Tuesday, November 21, 2017

Nepal Y'all

Getting into Nepal could be easy, depending on how you do it. Most people go with the flying option, which means arriving, filling out a form, avoiding the kids playing soccer in the terminal, paying your visa fee, and moving on. Sounds easy, right? That's not how I went about it though, cuz where's the fun in that?

So we ended the last post near Jaigaon, India. We spent a night with the local brothers, then hopped in a taxi and headed to Siliguri. Siliguri is fairly close to the border with Nepal, and has a mall with a KFC. This time we managed to avoid it though, and you should be proud of us. It was really hard, guys.

In Siliguri, we stayed at a sketchy little hotel that totally wasn't covered in mold and the bath mat definitely wasn't already soaked before we got there. I also didn't get horribly confused when they started asking if my roomie and I were family and did we have husbands. They did randomly give us samosas wrapped in newspaper though, so I'd count that as a win.

The next day, we caught another taxi to the actual border. The taxis can only go so far, at which point you have to hop in a rickshaw. So we sat in rickshaws on the India side, got out to do our formalities, and they started asking for our father's info. Dad, if random Indian men start sending you letters, I'm sorry. I'm not 100% clear on why they needed the info, and considering the hotels all wanted to know about Zach, I really thought his info would suffice, but according to the customs guy, husbands can change and parents rarely do.
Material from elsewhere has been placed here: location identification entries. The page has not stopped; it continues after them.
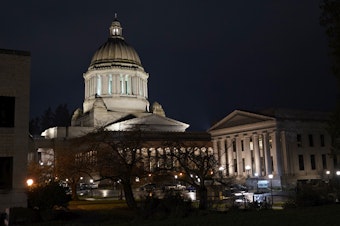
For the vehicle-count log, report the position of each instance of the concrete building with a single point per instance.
(289, 145)
(116, 99)
(14, 120)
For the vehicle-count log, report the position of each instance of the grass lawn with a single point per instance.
(116, 213)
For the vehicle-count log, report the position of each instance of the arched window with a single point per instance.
(99, 85)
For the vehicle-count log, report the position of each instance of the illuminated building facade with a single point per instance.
(14, 117)
(290, 145)
(116, 100)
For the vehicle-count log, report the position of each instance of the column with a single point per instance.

Back into the rickshaw we go and now we get to cross a bridge that's a sort of no man's land. We aren't in India, cuz my passport stamp says so, but we aren't in Nepal yet cuz we haven't passed any signs.

After we get to a place that actually exists, there's thirteen thousand forms to fill out for Nepal. They even wanted the serial number of my camera. And a passport photo, which I didn't have. Dude, my passport photo is in my passport. Seriously, it's the first page, and it's a new passport so it even looks like me for once. Can we let it slide?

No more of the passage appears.